PhD Biology, University of Bochum (Germany), 1982
Habilitation Anatomy, University of Bochum (Germany), 1989
Research: Biomechanics and functional morphology, kinematics and kinetics of primate locomotion, influence of body size on locomotion and the structure of the musculoskeletal system, long bone loading patterns and osteogenetic responses.

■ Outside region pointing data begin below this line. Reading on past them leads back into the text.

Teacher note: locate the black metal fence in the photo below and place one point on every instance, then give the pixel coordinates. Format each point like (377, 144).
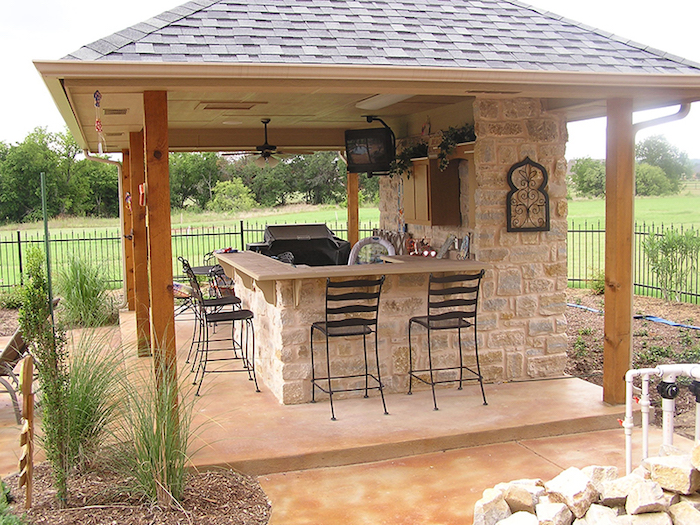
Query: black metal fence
(105, 247)
(586, 258)
(586, 251)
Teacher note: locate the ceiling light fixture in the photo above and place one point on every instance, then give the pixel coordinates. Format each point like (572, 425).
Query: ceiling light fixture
(381, 101)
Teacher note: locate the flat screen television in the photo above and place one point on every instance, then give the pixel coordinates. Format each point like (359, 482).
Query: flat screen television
(370, 150)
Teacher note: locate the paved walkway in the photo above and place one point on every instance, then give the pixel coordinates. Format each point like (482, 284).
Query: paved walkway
(415, 465)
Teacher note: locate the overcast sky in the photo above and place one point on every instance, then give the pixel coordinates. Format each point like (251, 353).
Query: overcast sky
(50, 29)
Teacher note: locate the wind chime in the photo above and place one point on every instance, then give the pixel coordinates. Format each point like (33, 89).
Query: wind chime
(98, 123)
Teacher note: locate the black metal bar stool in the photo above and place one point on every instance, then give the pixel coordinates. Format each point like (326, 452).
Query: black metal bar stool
(215, 304)
(352, 308)
(452, 305)
(210, 315)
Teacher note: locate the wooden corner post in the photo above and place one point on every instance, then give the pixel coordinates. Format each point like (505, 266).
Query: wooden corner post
(157, 196)
(353, 188)
(127, 207)
(137, 173)
(619, 247)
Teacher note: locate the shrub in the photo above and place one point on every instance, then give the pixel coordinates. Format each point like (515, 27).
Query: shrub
(85, 296)
(48, 346)
(598, 282)
(94, 373)
(11, 298)
(5, 517)
(673, 258)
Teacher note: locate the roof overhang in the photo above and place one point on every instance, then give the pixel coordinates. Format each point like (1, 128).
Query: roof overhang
(218, 106)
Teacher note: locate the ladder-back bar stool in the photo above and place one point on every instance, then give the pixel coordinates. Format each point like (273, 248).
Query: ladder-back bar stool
(452, 305)
(210, 315)
(352, 309)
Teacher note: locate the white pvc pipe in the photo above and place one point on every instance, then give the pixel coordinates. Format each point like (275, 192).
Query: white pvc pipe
(669, 373)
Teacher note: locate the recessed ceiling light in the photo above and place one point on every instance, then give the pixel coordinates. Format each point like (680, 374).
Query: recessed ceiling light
(381, 101)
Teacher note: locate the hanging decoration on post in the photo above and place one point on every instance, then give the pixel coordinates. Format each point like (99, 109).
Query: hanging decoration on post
(98, 122)
(527, 205)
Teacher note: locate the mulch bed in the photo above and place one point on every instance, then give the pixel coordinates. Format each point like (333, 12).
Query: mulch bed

Dr. Demes' primary research interest is the interaction between function and form in the primate locomotor system which she studies using methods of biomechanics and functional morphology. In the Stony Brook Primate Locomotion Laboratory she collects three-dimensional kinematics and substrate reaction force data and uses them to characterize the functional demands of gaits on the musculoskeletal system of monkeys, apes, and humans. Current research addresses the facultative bipedal locomotion of nonhuman primates (chimpanzees) with the goal of better understanding the evolutionary changes related to the adoption of habitual bipedal posture and gait in early hominins.
Ian Wallace, Nicholas Holowka, Nathan Thompson
Teaching: Dr. Demes teaches human gross anatomy to professional students in the Health Sciences. She is involved in graduate student training in the Doctoral Programs in Anatomical Sciences and Anthropological Sciences. She also contributes to graduate and undergraduate courses in Anatomical Sciences and Anthropological Sciences, with a focus on biomechanics and functional morphology as well as neuroanatomy.